SEC Form 4, also known as the Statement of Changes in Beneficial Ownership, is a document that must be filed with the Securities and Exchange Commission (SEC) whenever there is a material change in the holdings of company insiders. These insiders typically include executive officers, directors, and any other person who holds more than 10% of the company’s stock.
Time Frame
- Deadline: Insiders are required to file Form 4 within two business days following a change in their beneficial ownership.
- Transaction Date: The date on which the transaction took place.
- Transaction Code: Nature of the transaction (e.g., purchase, sale, gift).
- Shares or Units Acquired or Disposed: Number of shares involved in the transaction.
- Price per Share: Price at which the shares were bought or sold.
- Beneficial Ownership: Updated total holdings after the transaction.
Origins
- 1934 Securities Exchange Act: SEC Form 4 was instituted under this act to promote transparency and deter insider trading.
For Company Insiders
- Legal Compliance: Meeting regulatory requirements to avoid penalties and legal issues.
- Transparency: Ensuring market integrity by disclosing insider activities.
For Investors
- Market Sentiment: Tracking insider transactions can provide insights into the company’s future prospects.

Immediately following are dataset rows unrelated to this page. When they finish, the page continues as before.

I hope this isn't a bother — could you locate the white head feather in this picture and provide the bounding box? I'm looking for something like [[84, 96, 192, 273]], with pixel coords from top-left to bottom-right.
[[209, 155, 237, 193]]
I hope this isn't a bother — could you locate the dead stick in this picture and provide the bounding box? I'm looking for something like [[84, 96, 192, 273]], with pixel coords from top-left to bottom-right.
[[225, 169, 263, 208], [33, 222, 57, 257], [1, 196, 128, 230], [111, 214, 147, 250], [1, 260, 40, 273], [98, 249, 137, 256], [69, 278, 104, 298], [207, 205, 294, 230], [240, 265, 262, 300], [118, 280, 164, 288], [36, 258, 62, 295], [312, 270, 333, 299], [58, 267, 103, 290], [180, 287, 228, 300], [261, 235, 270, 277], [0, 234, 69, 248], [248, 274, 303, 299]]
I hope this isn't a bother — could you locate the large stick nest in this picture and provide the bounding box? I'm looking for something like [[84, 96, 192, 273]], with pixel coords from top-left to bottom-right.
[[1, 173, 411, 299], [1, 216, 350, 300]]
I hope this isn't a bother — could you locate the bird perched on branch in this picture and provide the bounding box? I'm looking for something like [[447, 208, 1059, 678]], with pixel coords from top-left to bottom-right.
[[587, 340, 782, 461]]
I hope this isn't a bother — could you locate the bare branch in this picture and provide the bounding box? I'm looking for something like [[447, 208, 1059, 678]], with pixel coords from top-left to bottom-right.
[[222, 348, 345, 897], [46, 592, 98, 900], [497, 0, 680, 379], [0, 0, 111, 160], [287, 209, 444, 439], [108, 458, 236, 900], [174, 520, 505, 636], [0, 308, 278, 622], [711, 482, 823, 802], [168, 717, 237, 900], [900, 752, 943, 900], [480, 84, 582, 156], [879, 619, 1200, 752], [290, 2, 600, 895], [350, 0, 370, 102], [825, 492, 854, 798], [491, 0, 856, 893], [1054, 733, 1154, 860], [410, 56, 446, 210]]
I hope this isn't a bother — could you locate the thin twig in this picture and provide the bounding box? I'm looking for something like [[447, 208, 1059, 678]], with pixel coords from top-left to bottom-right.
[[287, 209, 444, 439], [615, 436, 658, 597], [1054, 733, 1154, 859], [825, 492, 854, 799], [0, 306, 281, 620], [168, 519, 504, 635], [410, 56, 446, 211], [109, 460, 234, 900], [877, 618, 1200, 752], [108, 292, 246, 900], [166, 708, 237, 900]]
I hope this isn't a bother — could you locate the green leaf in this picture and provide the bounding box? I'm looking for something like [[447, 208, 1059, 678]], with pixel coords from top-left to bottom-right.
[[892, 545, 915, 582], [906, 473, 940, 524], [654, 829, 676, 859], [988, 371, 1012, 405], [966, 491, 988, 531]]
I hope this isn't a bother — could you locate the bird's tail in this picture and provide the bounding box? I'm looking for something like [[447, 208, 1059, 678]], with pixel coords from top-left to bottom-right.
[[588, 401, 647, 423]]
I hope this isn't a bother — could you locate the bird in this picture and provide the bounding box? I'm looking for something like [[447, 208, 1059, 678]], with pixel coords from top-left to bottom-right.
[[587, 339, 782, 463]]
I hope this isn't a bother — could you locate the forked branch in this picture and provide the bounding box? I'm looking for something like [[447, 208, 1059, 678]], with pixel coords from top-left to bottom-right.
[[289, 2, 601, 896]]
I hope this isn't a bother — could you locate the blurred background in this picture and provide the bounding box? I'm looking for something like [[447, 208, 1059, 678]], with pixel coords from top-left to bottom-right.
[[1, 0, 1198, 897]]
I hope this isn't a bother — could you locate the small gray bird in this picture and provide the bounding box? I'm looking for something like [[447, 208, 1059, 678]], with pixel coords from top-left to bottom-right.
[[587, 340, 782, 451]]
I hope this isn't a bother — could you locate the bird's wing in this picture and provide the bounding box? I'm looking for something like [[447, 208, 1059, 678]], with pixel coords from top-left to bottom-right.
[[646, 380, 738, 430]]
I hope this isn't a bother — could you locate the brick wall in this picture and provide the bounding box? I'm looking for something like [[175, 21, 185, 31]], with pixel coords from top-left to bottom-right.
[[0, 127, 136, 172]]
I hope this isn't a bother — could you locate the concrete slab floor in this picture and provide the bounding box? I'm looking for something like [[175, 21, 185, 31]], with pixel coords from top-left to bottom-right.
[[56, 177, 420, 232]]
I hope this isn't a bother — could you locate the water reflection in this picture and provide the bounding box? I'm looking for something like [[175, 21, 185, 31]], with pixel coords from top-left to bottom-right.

Example 1: Executive Purchase
- John Doe, CEO of XYZ Corp: Filed a Form 4 to report the purchase of 5,000 shares at $10 per share.
Example 2: Director Sale
- Jane Smith, Director of ABC Inc: Filed a Form 4 to report the sale of 2,000 shares at $15 per share.
- SEC Form 3: Initial statement of beneficial ownership.
- SEC Form 5: Annual statement of changes in beneficial ownership.